I disabled the workaround again because it was not helping and I am still sure it's related:
Everytime when a PR does not trigger the CI I see the message
Everytime when I check the logs after a PR that actually triggered the CI, the message is not there
neidhart You have a lot of repos to scan. Maybe periodically you hit your quota for the Github API. Do you only experience on problems on days with lot of pushes to Github?
Any news here?
I have tried very hard to find a place in Jenkins to set the username for the secret key, but have failed and thus Jenkins reports my ORGNAME as the username when connecting to GitHub.

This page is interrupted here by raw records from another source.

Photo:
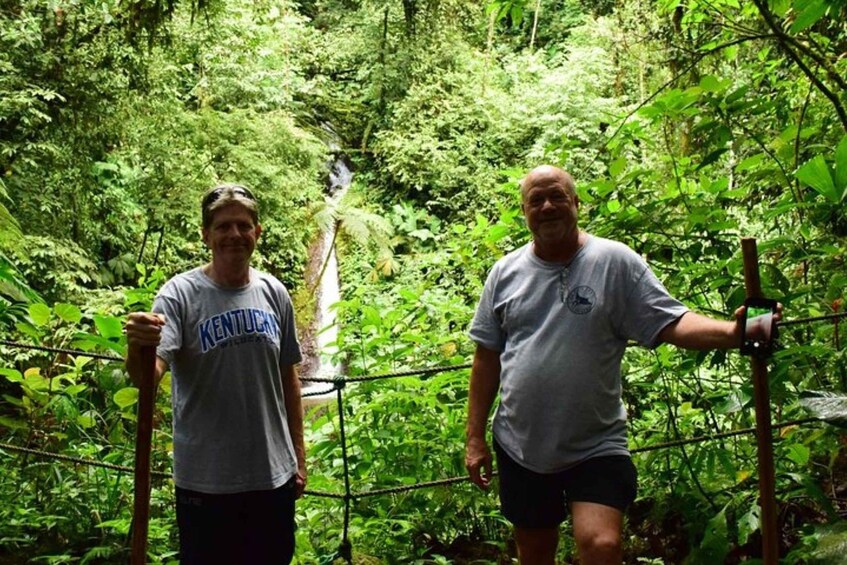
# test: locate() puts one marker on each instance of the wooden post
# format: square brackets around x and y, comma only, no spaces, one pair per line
[141,506]
[764,437]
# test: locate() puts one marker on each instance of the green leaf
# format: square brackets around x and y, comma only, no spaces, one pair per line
[68,312]
[40,314]
[750,162]
[798,453]
[126,397]
[12,375]
[87,419]
[809,12]
[710,83]
[618,166]
[817,175]
[108,326]
[711,158]
[841,167]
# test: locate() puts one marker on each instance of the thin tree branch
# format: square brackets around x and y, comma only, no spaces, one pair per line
[784,42]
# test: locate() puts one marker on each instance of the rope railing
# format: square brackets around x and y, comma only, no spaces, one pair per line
[416,486]
[339,382]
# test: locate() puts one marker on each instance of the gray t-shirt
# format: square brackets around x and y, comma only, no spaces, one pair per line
[225,348]
[561,331]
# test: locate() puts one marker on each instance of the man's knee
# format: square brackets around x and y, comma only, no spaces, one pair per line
[600,546]
[537,545]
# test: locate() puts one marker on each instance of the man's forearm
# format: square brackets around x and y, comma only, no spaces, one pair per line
[695,331]
[294,413]
[484,383]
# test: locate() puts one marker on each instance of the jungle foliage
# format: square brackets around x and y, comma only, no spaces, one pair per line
[687,125]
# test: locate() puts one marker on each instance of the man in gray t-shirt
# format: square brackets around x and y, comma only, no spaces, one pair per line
[551,328]
[226,332]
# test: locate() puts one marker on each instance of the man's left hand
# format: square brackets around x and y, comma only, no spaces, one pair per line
[299,482]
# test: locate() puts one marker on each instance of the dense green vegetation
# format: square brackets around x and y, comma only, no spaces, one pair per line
[686,124]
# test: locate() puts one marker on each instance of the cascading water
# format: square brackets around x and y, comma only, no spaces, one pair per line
[340,178]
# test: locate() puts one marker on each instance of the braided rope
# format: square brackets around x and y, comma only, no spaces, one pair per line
[408,373]
[75,352]
[812,319]
[721,435]
[394,490]
[76,460]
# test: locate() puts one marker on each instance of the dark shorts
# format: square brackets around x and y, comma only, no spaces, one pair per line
[247,527]
[536,500]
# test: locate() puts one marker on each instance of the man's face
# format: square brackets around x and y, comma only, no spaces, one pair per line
[550,207]
[232,235]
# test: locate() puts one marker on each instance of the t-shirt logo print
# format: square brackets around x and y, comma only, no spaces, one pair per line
[581,300]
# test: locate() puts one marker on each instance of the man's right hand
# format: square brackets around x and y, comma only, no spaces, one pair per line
[144,329]
[478,462]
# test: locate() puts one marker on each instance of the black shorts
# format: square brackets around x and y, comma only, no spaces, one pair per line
[539,500]
[248,527]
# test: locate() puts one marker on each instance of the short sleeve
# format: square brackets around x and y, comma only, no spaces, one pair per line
[486,328]
[289,347]
[171,341]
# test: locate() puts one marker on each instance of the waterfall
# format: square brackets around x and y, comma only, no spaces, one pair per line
[340,178]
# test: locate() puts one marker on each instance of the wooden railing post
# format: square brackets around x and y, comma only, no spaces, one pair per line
[141,506]
[764,434]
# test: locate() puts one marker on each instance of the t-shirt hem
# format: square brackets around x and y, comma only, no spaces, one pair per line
[274,483]
[605,451]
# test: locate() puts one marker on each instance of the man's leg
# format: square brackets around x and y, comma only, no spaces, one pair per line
[535,504]
[537,546]
[597,532]
[270,516]
[598,491]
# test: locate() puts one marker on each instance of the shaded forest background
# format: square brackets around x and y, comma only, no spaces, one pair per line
[687,126]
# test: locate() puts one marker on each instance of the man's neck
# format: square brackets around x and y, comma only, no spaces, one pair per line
[228,276]
[562,251]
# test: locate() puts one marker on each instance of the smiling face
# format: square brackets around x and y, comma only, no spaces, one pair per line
[550,205]
[231,235]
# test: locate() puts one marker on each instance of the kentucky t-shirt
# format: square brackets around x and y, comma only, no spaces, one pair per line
[225,348]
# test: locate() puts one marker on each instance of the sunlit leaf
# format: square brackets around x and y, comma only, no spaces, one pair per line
[108,326]
[68,312]
[126,397]
[841,167]
[809,12]
[40,314]
[816,174]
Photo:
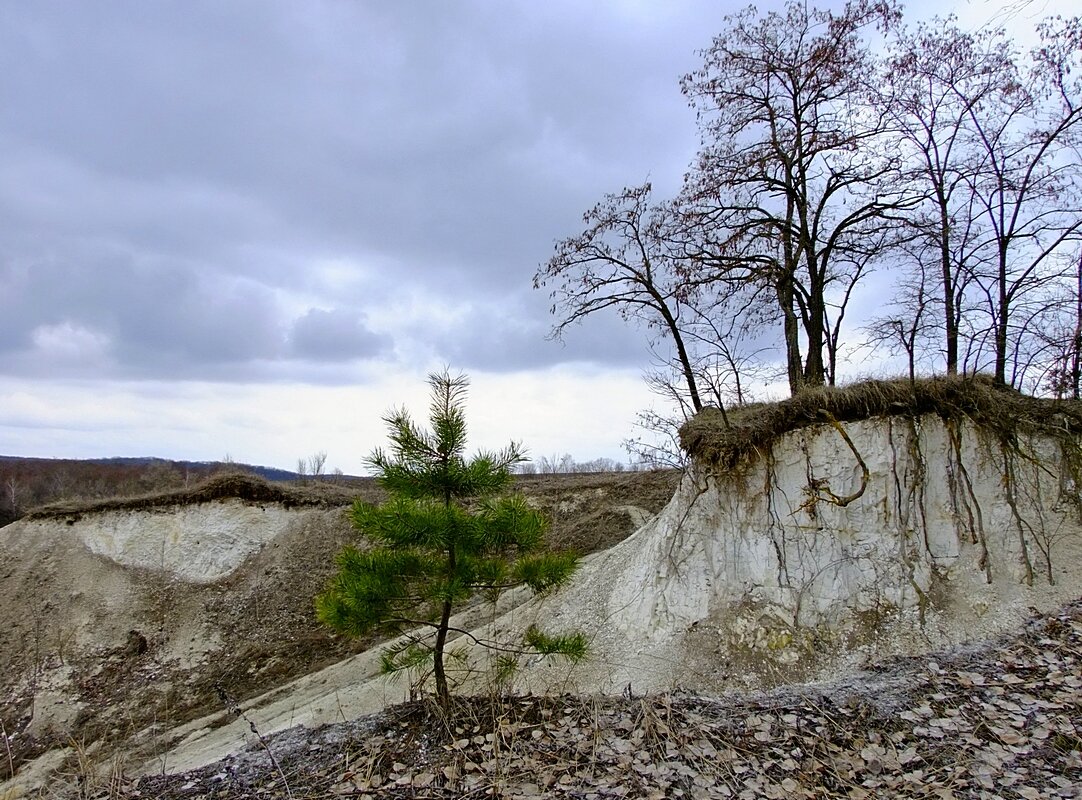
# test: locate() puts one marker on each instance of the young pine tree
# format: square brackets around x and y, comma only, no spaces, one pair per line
[448,532]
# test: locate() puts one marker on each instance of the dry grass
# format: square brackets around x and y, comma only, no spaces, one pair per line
[236,485]
[753,429]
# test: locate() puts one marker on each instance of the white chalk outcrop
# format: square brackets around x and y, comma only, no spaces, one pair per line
[800,565]
[760,576]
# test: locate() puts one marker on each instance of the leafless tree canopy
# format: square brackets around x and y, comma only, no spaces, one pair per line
[833,144]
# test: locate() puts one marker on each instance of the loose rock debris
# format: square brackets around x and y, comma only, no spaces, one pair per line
[1000,721]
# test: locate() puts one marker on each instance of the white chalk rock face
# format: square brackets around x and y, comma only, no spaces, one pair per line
[819,556]
[198,543]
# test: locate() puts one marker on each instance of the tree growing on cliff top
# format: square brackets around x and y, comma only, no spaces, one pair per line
[448,532]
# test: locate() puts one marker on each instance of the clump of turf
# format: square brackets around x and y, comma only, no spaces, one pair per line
[751,430]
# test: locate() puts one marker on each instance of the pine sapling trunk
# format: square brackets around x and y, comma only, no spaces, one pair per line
[443,693]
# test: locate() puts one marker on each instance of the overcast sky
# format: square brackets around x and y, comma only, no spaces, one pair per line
[251,227]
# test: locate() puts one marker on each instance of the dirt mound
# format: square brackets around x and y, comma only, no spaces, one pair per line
[111,631]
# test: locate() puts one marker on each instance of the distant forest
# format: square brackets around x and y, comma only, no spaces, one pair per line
[29,483]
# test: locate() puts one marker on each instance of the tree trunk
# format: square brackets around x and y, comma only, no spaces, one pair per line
[949,319]
[443,693]
[814,371]
[1001,322]
[793,365]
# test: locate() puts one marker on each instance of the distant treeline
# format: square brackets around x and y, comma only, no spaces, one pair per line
[29,483]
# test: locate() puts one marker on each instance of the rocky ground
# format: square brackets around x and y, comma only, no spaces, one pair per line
[1003,720]
[259,623]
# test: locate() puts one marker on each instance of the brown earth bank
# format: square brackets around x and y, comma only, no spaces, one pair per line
[159,651]
[1003,720]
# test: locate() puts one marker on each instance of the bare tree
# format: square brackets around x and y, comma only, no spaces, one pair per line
[622,261]
[1028,187]
[932,81]
[790,186]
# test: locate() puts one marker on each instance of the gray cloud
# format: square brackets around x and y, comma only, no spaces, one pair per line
[177,175]
[337,335]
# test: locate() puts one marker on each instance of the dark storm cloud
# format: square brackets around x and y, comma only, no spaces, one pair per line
[338,335]
[174,174]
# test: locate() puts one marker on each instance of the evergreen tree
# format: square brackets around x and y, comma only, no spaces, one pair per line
[448,532]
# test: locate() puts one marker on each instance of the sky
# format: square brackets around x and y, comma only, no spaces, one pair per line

Is there a way to configure this in Jenkins I'm not seeing? In the comments above I see some references to "Projects->GitHub Organization->Owner under your Jenkins GitHub organisation" but I cannot find any such link in my Jenkins install.
Regards,
I don't know if this is of help, and it's a bit embarrasing that the most common usecase ("I have a github org, I want to build all the projects, and have webhooks added so this is efficient/fast") is so terrible UX-wise.
But:
In the project configuration, top level (github organization), you need to set up the organisation name (so it finds the right projects).
You need some credentials to access github. It only lists "username/password" items on the list.
However : for github if you're using a personal access token, the username is irrelevant. It really should offer 'secret' types in this list.
I got ours to work by (re)creating a username/password credentials as username = ORG_NAME, password = personal_access_token.
This might be of help.
This is not only happening on GitHub organizations items, I have a free-style job that started failing with this same error.
A possible solution in the org.jenkinsci.plugins.github.webhook.WebhookManager plugin would be to look up the username given the secret text via the API: https://api.github.com/user? Or, if its an enterprise github, the API for current_user_url from https://<MY ENTERPRISE API URL>/? Use the login from that response as the username in the connection:
host=github.com,username=<MY ORG>,repository=<MY REPO>
I think this will work for all use cases, including private orgs, public, and enterprise github.
In my case I didn't have an entry in jenkins configuration, under GitHub -> GitHub Servers
It was not obvious from the error and the pipeline configuration that you needed to have the github repo configured both in global jenkins configuration and in the pipeline job itself
I am also getting the same error. The webhook is trying to be built using the ORG name. I am running against an GitHub Enterprise instance.